The Court of Appeal ruled Kelvin Williams suffered a miscarriage of justice when he was found guilty of the murder of Clinton Strong.
Mr Strong died from blood loss after a street fight with Mr Williams in Motueka in the early hours of New Year's Day in 1995.
Mr Williams was convicted of murder in October 1995 and sentenced to life imprisonment.
The Court of Appeal yesterday decided that should have manslaughter with an eight-year jail term.
It ruled that given Mr Williams had served 22 years in jail, and evidence had been lost, a retrial was neither feasible or necessary. It released him from custody without conditions.
Lawyer Tony Bamford said Mr Williams was emotional when he told him the decision and had been staying with a friend in Christchurch since his release yesterday.
"I think it would be fair to say he's a little bewildered in terms of his future," he said.
"He's not quite sure what he will do because suddenly his outlook has changed completely, he's no longer subject to any sentence or oversight and he has to start putting his life back together in the community."
Mr Bamford said any compensation claim would focus on system failures, such as documents overlooked by the original appeal, and records and exhibits that had been lost, as well as the 14 years he had served beyond the maximum eight years he would have faced for manslaughter.
Appeal process flawed
The court ruled a police interview played to the jury in the original trial, on which Mr Williams spoke about four previous jail terms. was highly prejudicial.
It also concluded an appeal in 1995 was fundamentally flawed.

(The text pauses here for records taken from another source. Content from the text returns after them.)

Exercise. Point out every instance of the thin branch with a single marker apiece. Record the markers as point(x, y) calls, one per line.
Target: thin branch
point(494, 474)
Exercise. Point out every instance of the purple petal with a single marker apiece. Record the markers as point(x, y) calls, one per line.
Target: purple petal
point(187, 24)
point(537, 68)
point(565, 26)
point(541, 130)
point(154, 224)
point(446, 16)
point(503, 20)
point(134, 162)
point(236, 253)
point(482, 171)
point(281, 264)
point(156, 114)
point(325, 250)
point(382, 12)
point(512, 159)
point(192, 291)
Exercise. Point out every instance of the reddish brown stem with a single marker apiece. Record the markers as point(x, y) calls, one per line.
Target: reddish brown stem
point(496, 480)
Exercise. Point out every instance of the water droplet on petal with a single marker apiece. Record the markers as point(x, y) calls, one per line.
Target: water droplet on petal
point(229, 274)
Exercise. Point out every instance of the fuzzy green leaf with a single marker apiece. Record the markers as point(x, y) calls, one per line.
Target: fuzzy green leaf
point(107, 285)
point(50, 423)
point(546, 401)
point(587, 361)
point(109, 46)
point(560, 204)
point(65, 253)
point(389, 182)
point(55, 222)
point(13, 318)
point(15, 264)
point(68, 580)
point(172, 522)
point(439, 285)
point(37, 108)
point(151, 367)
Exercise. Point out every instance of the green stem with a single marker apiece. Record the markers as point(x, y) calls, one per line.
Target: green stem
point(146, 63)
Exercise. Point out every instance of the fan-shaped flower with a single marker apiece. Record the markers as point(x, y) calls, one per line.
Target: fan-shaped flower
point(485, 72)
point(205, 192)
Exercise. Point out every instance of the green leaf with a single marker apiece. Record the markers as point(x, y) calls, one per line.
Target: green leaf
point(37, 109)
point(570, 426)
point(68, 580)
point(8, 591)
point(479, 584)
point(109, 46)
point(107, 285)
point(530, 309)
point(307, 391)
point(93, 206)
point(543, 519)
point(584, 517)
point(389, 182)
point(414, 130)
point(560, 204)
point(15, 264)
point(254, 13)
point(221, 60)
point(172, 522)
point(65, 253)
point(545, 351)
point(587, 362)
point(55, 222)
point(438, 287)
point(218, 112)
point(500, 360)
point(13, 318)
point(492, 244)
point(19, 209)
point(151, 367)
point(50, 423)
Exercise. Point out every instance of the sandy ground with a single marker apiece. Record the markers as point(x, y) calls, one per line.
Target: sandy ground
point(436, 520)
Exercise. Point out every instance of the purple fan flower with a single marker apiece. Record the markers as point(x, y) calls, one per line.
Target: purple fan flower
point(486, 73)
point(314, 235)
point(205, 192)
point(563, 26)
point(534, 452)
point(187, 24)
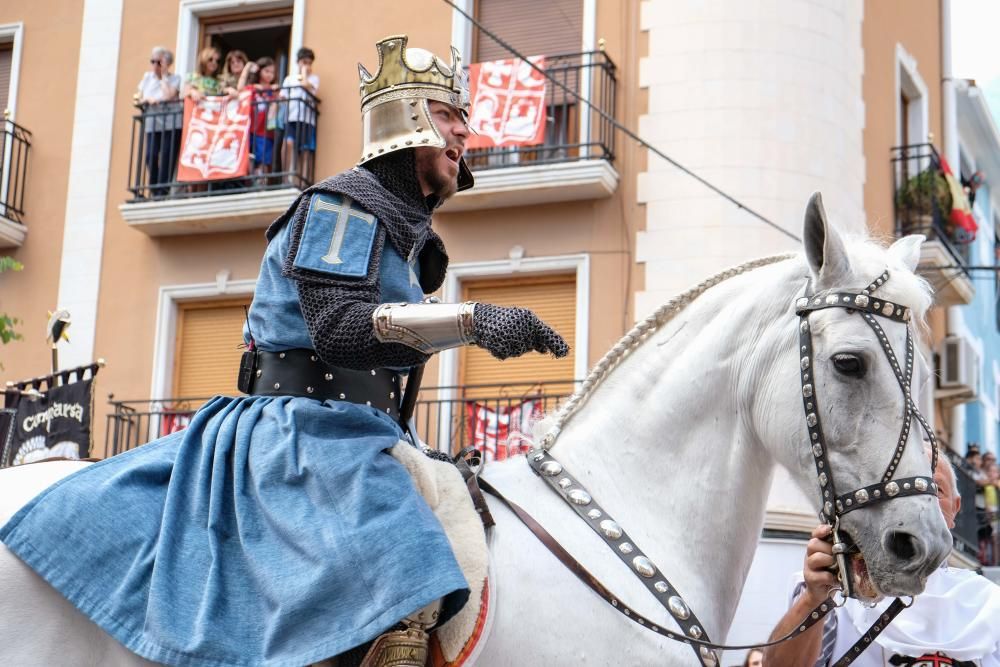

Mr Williams was refused legal aid for a lawyer and instead had submitted his own handwritten letter to the Court of Appeal to put forward his legal arguments.
Mr Bamford said it was only at a parole hearing in 2014 that Mr Williams' then lawyer was alerted to the grounds for a further appeal, which had been raised by a Privy Council decision in another case in 2002.
Mr Bamford said it was not clear whether all other defendants whose appeals had been dealt with in the same way in the 1990s had been contacted after the 2002 case, but Williams was not.
"On a personal level I think he feels as if he has lost a significant chunk of his life when he need not have," said Mr Bamford.
"He's still coming to terms with the whole concept of what's happened and I think it's fair to say it will take some time to work through that and move forward and get on with his life.
"He was very emotional yesterday when I broke the news of the result to him and that's not surprising. He's been waiting for a couple of months in the hope this would be the result and obviously it's changed his life completely."